The power of the quantum technique is manifest from the experimental demonstration.
Professor Hollenberg said: "To put it in context, to achieve the same level of polarisation with a conventional approach, we'd need to increase the magnetic field by a factor of about 100,000 times, and you're only going to find fields like that in a neutron star."
Techniques for hyperpolarising nuclear spins could have a number of important applications in the physical and life sciences.

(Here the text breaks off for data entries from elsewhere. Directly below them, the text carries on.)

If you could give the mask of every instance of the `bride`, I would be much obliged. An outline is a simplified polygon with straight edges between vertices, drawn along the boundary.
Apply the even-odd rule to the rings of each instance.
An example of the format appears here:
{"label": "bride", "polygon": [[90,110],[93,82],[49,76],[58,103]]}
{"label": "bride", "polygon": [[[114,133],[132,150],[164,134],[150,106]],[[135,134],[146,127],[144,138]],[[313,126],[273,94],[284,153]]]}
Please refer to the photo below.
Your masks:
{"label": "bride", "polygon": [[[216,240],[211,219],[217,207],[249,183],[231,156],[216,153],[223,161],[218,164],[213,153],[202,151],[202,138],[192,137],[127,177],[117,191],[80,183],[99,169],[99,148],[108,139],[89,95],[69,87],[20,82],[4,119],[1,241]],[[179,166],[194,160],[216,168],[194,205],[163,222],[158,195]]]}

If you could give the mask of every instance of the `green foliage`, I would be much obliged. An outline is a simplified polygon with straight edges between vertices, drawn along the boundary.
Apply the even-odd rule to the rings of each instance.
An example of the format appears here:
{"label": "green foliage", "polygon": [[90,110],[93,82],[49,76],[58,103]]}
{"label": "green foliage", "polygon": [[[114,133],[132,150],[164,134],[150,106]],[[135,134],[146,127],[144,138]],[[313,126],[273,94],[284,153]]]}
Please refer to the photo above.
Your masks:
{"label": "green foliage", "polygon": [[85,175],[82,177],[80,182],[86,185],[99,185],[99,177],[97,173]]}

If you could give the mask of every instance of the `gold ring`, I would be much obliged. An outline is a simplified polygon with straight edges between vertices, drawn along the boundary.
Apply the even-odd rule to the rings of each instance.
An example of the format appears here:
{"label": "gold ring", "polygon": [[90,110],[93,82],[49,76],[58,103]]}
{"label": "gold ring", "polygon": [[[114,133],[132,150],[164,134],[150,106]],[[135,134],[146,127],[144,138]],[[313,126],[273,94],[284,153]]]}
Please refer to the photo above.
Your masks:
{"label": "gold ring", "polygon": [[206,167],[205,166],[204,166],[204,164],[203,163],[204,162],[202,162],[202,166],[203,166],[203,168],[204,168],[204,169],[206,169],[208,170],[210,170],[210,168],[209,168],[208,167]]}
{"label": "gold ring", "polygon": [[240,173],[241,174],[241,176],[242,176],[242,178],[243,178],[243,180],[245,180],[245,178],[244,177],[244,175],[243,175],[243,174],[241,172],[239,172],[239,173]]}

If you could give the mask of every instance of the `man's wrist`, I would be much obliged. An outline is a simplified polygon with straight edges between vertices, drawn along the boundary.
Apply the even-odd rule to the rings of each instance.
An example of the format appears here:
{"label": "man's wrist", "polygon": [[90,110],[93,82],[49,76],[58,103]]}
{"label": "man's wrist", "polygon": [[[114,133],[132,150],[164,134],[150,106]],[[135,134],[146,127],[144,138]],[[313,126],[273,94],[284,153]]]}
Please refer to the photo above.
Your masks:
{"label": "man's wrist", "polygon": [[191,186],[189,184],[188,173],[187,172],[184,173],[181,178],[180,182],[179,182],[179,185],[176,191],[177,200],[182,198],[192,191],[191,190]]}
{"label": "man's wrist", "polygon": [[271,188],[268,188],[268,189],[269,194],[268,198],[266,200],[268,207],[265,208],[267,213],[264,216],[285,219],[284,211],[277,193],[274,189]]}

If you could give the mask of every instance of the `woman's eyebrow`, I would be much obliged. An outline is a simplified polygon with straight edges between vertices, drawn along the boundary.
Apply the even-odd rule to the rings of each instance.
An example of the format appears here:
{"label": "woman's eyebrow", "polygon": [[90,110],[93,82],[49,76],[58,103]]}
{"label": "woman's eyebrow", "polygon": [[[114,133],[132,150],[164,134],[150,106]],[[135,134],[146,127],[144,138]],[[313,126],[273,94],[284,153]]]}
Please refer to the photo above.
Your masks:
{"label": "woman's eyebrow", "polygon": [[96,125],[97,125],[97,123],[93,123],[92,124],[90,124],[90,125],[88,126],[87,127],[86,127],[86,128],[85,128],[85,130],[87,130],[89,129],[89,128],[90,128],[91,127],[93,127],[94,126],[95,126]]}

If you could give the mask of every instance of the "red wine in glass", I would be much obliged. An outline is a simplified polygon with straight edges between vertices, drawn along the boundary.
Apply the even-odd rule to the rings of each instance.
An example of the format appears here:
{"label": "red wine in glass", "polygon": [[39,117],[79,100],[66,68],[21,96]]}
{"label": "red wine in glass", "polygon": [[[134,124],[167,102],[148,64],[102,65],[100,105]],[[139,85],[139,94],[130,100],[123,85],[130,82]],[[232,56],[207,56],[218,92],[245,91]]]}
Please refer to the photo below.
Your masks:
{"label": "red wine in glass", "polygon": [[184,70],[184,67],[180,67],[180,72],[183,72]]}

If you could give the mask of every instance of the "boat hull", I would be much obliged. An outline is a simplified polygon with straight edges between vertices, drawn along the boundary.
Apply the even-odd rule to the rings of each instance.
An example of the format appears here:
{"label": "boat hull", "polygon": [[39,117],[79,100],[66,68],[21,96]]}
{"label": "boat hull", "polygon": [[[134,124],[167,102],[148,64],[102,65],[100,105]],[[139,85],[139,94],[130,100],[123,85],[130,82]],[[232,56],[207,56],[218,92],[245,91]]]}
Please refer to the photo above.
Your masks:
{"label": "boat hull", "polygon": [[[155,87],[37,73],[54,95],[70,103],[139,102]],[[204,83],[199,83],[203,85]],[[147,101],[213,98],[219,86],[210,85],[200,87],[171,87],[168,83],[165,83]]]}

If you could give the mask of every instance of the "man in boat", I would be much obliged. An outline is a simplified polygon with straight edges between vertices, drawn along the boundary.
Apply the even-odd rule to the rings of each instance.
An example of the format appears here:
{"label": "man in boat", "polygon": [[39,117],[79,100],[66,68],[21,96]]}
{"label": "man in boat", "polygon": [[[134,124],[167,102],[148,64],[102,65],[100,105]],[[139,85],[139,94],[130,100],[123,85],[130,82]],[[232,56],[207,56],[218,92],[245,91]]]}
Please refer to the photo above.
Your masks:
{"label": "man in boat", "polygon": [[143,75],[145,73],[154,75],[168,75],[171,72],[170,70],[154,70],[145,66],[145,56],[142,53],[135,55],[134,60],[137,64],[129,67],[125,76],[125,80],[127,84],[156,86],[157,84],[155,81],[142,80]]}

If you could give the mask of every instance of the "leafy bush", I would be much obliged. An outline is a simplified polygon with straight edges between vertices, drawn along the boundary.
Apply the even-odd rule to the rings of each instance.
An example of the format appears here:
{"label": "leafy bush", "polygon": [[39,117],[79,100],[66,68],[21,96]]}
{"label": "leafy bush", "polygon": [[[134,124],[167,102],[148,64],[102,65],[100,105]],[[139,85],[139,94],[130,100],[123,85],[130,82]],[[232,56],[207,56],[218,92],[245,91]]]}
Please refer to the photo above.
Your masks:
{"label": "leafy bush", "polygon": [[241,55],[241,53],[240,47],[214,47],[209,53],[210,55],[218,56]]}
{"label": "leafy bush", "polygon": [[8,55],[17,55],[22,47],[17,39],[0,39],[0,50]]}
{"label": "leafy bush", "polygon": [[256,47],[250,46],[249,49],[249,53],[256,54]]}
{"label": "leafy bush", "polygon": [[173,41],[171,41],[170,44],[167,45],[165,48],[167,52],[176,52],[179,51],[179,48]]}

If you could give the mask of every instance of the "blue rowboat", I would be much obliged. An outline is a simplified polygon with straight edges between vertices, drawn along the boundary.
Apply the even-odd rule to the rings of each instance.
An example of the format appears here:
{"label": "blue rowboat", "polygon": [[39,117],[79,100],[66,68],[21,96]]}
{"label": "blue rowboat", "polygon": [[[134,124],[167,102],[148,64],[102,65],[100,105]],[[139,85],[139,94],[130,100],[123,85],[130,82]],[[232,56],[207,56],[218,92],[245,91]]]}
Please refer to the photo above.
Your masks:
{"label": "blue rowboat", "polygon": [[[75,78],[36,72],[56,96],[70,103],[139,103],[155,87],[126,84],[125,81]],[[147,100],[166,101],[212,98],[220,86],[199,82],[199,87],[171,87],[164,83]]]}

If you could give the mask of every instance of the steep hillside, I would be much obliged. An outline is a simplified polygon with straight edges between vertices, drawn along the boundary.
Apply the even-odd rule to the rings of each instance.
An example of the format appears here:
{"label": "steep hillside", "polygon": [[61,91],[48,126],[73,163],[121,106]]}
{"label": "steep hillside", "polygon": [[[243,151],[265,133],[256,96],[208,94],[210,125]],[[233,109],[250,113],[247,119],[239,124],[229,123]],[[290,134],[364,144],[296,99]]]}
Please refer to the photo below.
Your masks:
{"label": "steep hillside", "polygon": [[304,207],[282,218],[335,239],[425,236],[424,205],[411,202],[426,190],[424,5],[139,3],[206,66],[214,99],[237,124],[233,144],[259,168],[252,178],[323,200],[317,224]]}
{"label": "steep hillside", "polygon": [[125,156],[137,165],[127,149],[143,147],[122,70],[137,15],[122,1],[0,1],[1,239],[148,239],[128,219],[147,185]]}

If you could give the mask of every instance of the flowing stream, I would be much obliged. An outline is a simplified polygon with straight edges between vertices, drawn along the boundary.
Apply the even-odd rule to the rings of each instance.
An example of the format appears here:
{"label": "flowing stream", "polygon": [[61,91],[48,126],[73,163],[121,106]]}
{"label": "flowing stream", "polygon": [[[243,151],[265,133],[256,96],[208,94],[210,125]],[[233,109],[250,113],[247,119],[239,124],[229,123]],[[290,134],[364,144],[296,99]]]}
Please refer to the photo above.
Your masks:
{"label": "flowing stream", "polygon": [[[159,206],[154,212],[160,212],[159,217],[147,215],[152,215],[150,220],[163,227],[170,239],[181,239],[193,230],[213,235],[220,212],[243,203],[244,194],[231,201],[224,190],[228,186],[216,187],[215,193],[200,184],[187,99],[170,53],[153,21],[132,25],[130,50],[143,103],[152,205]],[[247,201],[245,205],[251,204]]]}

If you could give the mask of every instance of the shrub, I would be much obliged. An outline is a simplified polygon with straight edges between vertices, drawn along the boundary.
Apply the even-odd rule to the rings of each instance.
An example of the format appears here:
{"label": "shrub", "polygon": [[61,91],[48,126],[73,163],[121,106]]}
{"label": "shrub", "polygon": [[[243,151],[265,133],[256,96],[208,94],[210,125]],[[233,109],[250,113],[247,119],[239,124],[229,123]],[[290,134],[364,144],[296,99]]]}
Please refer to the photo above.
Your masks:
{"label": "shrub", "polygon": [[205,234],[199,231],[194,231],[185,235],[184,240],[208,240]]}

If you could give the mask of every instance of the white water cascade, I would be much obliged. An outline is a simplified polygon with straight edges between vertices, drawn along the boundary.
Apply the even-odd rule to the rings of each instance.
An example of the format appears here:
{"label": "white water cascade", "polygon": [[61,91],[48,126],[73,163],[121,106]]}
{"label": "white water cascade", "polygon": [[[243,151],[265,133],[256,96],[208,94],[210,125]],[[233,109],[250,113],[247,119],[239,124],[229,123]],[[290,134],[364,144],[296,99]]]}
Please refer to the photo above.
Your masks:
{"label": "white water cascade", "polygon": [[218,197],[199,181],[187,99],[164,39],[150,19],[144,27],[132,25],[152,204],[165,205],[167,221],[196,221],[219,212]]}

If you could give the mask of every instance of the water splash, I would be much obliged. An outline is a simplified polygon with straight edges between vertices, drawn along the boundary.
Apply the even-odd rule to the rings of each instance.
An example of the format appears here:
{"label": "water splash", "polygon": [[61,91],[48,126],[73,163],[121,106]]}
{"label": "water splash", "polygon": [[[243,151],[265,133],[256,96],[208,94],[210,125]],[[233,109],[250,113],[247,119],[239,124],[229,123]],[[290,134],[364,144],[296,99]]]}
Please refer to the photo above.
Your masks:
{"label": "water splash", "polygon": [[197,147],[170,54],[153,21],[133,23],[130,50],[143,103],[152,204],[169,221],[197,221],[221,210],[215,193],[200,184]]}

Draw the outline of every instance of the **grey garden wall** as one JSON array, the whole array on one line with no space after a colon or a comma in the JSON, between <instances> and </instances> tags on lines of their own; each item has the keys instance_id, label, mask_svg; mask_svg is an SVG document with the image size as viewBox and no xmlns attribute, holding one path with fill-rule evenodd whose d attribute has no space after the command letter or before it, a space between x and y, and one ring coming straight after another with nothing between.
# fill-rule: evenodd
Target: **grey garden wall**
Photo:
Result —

Hyperpolarised metabolites can be injected into patients and will travel to tumour sites and where they can be monitored in real-time using MRI as they're metabolised; and hyperpolarised gases can be inhaled for MRI imaging of lungs and their function. Both of these techniques have central roles to play in the dawning era of personalised medicine.
Hyperpolarisation of target molecules also increases to signal to noise ratio of high-resolution Nuclear Magnetic resonance (NMR) spectroscopy, making it an important tool for studying complex biomolecular systems.
"Clearly the next step, which we are heavily focused on, is to repeat this process using macroscopically sized engineered arrays of these quantum probes in diamond to scale this technology up," Professor Hollenberg said.
"More probes equals more polarisation and more contrast agent molecules produced, but the probes start to upset each other quantum mechanically if they are packed in too closely, so we need to find the right balance,.
"If we can tick that box, we can then think about polarising volumes of MRI contrast agents that are detectable by the MRI scanners found in research labs and hospitals."